Key Accountabilities:
- Run the production environment by
monitoring availability and taking a holistic view of system health.
- Create sustainable systems by
driving continuous improvement of the applications through chaos
experiments, automation, ML/AIOPs and proactive alerting strategies.
- Building and setting up new
development tools and infrastructure.
- Working on ways to automate and
improve development and release processes.
- Implement SRE frameworks and
practices within the organization using the systems operations tool chain.
- Operational Excellence – ensure
systems availability, performance, efficiency, change management,
monitoring, emergency response, security, and capacity planning.
- Stakeholder Engagement – Engage
the business teams and promoting a culture of participation and
collaboration to enhance effective and informed decision making.
- Define, measure, monitor and
report key systems reliability performance indicators and escalate
breaches and violations, with an eye toward pushing our capabilities
forward, getting ahead of customer needs, and innovating to continually
improve.
- Continually improve skills and
competencies by proactively participating in various internal and external
training opportunities and stretch assignments.

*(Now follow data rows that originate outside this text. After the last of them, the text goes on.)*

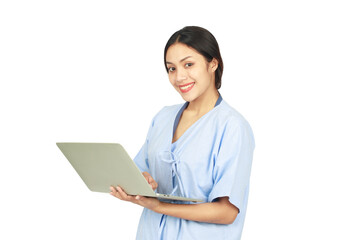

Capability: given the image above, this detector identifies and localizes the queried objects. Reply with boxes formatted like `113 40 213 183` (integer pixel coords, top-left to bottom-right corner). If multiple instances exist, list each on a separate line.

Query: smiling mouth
179 82 195 93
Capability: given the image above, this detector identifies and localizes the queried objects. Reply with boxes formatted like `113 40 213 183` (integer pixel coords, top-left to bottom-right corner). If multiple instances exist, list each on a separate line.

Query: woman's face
166 43 217 102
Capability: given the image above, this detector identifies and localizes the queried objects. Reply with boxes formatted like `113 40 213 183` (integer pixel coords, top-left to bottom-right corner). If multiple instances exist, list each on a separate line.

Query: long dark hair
164 26 224 89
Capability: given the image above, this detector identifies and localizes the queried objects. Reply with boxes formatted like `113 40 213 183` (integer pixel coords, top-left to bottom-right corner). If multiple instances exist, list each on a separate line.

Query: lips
179 82 195 93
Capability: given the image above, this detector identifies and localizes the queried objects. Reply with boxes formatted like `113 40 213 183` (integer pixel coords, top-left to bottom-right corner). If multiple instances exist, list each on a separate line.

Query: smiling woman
111 27 255 240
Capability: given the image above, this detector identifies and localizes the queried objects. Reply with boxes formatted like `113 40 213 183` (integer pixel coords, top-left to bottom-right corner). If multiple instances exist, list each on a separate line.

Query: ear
209 58 219 72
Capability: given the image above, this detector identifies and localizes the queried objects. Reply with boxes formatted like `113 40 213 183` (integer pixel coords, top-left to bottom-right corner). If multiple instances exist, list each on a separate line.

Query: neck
187 88 219 115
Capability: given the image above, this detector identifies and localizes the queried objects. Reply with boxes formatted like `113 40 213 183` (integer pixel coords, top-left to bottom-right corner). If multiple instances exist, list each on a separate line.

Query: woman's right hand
143 172 158 190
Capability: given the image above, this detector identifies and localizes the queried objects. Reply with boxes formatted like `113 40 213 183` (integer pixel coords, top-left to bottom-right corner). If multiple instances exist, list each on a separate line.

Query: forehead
166 43 203 63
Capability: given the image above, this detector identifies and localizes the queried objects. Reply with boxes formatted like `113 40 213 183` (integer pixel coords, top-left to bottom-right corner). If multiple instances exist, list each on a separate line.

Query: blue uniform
134 96 255 240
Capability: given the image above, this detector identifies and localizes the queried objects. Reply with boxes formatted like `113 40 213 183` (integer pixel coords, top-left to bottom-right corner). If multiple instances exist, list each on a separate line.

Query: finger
116 186 135 202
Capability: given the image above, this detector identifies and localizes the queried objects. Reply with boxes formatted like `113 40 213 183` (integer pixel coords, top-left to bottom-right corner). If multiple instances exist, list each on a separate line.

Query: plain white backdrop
0 0 360 240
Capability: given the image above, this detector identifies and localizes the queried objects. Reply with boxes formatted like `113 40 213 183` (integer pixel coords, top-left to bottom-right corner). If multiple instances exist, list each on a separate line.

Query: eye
168 67 175 72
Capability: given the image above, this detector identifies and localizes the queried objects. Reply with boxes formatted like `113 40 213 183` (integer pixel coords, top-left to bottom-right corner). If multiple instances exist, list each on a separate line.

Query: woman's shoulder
153 104 184 120
217 100 250 127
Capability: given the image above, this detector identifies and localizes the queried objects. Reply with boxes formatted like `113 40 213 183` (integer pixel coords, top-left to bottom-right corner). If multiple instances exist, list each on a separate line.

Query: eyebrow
166 56 192 64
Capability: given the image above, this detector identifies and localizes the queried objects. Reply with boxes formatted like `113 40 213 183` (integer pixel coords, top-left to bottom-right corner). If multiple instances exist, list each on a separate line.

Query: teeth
180 83 194 90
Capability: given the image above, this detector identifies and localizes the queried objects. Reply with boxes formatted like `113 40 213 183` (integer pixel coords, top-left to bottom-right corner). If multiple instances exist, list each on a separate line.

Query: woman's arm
110 187 239 224
153 197 239 224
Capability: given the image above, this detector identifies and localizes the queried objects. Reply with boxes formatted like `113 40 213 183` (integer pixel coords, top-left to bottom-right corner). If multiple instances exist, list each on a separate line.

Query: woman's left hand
110 186 161 211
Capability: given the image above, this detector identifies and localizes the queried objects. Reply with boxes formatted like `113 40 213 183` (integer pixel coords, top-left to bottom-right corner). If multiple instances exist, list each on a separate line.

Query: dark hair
164 26 224 89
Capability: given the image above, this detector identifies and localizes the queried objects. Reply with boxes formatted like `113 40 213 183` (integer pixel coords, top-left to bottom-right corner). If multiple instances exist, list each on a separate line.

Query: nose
175 69 187 82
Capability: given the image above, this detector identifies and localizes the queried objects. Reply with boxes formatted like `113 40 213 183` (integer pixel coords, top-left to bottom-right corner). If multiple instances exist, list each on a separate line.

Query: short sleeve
134 119 154 172
208 118 255 212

- Research on new fit for future
technologies and actively implement the viable solutions
Job Qualifications:
- Bachelor’s Degree in Computer
Science, Information Systems, Software Engineering, IT, or another related
field
- More than three years of work
experience in programming and /or systems analysis applying agile
frameworks
- Strong familiarity with web
servers and load balancing technologies
- Experience using SRE tools such
as Ansible, Rundeck, Terraform
- Experience using monitoring tools
such as Dynatrace/ELK/Splunk
- Experience working with multiple
programming and markup languages, such as Java, XML, JSON, YAML, Python
- Experience in Unix/Linux/AIX
Operating System and application security technologies e.g., SSL
- Experience using code versioning
& collaboration tools such as Git, Bitbucket.
- Strong knowledge of software
architecture principles
- Strong analytical and
problem-solving skills
- Experience working with agile
methodologies, such as Scrum, Kanban,
- Professional experience and
knowledge of the telecommunications industry preferred
- A proactive approach to spotting
problems, areas for improvement, and performance bottlenecks.